I’ve always loved cooking. My mom is Italian; need I say more? In Italian households, food is an integral part of the family. We always had home-cooked meals every night and the whole family sat down together to enjoy them. Even when my mom went back to work, we did not deviate from this ritual. It ingrained in me to love and enjoy the camaraderie around the family meal. I find no pleasure in eating bad food and would rather skip a meal than be forced to consume empty calories.
I love gourmet cooking and don’t want to settle!
As I grew up, I studied overseas and then went into business and the corporate world. My last position was the Chief Marketing Officer at the software company that my husband and I built and ran for 17 years. During that time, I was faced with many constraints in the business and juggling my goal of cooking gourmet, despite the long, long hours, stress and travel. I launched Constrained Gourmet several years ago, but only had time to dabble in it occasionally. Now, I split my time between my strategy consulting practice and Constrained Gourmet – it’s perfect for me!
I came across the idea for Constrained Gourmet when my husband and I rented a beach house one summer. The beach was amazing, but the house – really a shack is a better term – left a lot to be desired. The kitchen stove and oven barely worked – the oven only worked at 250 or 500 degrees and the heating element on the stove fell through every time you placed a pan on it. There were no kitchen utensils, pots, pans or anything! I remember using a Ziploc bag to put olive oil on crostini. I was never happier than that summer!

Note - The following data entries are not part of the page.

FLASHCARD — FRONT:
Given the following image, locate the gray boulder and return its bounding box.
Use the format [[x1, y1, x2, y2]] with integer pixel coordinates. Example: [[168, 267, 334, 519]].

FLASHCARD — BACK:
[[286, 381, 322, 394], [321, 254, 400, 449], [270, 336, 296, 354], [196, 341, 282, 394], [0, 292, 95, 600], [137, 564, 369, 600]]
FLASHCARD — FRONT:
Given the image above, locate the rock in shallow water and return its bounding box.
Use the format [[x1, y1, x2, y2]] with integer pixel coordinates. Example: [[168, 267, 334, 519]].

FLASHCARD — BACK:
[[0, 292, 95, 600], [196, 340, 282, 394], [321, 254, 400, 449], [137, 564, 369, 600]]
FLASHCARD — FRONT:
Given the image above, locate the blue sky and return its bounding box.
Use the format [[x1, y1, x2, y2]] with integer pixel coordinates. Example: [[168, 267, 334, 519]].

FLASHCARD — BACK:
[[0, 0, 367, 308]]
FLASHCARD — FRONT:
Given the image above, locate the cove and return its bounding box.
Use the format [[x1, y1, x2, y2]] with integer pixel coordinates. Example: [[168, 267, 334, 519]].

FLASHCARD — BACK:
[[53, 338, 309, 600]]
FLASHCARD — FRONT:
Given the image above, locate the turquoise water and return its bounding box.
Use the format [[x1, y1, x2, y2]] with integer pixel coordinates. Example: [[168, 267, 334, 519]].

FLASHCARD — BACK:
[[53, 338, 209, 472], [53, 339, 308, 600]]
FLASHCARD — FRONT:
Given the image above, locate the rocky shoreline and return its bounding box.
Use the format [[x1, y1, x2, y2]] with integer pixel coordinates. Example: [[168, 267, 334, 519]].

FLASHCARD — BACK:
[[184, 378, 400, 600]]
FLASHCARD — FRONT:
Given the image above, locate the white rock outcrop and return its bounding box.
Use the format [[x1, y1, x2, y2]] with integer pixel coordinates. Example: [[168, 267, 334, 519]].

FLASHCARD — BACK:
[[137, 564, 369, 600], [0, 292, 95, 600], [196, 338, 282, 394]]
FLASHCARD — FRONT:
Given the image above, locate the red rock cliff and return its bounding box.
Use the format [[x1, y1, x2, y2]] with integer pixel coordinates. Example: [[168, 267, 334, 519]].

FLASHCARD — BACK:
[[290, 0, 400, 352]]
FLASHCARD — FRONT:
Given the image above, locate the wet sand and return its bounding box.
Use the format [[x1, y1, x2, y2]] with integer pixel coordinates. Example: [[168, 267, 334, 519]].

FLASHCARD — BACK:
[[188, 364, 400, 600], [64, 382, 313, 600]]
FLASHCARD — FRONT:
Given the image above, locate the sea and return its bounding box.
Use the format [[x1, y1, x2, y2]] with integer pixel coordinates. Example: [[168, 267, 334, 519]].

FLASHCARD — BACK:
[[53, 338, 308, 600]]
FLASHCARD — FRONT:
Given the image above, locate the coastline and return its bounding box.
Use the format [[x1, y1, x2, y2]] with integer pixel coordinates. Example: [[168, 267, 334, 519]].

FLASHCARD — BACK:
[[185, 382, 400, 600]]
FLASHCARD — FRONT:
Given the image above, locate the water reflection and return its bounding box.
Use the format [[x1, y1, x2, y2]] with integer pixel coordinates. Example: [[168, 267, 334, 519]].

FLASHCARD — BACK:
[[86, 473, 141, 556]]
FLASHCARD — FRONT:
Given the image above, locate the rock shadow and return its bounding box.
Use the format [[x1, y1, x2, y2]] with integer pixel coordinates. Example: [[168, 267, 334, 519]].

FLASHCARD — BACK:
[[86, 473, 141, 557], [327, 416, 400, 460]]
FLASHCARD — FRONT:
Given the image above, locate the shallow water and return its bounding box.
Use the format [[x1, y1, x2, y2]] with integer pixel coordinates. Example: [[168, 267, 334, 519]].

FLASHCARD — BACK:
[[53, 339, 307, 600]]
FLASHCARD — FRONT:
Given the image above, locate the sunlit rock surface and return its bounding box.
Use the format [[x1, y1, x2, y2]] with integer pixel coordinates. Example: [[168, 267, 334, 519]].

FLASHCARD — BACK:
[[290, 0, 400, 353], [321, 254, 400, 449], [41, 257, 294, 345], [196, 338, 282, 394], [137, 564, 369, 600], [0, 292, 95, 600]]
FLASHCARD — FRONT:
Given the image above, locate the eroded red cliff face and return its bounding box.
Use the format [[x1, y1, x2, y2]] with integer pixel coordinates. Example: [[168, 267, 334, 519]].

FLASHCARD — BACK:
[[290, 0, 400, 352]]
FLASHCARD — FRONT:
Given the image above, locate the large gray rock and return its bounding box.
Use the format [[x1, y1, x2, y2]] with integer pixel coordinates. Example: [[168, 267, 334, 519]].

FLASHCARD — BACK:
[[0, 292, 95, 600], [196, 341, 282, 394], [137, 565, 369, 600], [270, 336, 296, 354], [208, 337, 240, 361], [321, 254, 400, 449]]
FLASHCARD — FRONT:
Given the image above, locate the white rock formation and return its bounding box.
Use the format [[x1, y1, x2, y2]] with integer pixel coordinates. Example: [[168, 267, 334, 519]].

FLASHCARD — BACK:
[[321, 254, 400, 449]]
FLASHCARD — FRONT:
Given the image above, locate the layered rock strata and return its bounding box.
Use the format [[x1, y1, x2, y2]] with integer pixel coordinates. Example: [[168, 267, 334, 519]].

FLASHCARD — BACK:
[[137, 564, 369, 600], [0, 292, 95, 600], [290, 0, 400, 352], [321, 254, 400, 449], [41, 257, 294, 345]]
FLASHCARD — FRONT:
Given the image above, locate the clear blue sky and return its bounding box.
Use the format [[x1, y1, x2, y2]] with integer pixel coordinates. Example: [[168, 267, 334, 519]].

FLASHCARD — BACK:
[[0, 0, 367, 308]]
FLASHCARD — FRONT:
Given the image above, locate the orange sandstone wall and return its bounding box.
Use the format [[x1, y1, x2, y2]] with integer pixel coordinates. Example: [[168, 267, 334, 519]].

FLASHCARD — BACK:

The constraints did not bother me at all. I went home at summers end to my perfect kitchen with every gadget known to man and realized how unnecessary they were. I had one pan, one pot, one knife and a chopping board at the beach house and turned out exquisite meals. I realized that it wasn’t the kitchen that made me a gourmet – it was me. Constrained Gourmet was born!
I not only love food; I love the pleasure of eating and I decided to hold myself to a higher standard. When camping, I cook a gourmet meal on my camp stove. If I have unexpected guests, I whip up a gourmet meal from my pantry. If I don’t have much time, I make simple gourmet. If I have a picky guest, I see that as a challenge, not a burden. If I am cooking for someone that I don’t like too much, I plan the dinner around interactions that won’t focus as much as one-on-one conversation.
My years in the corporate world taught me a lot about how to be resourceful in business. You can apply those same techniques in the kitchen. Use creativity and imagination and get excited about challenges instead of seeing them as unsurmountable. You, too, can be a constrained gourmet with that attitude!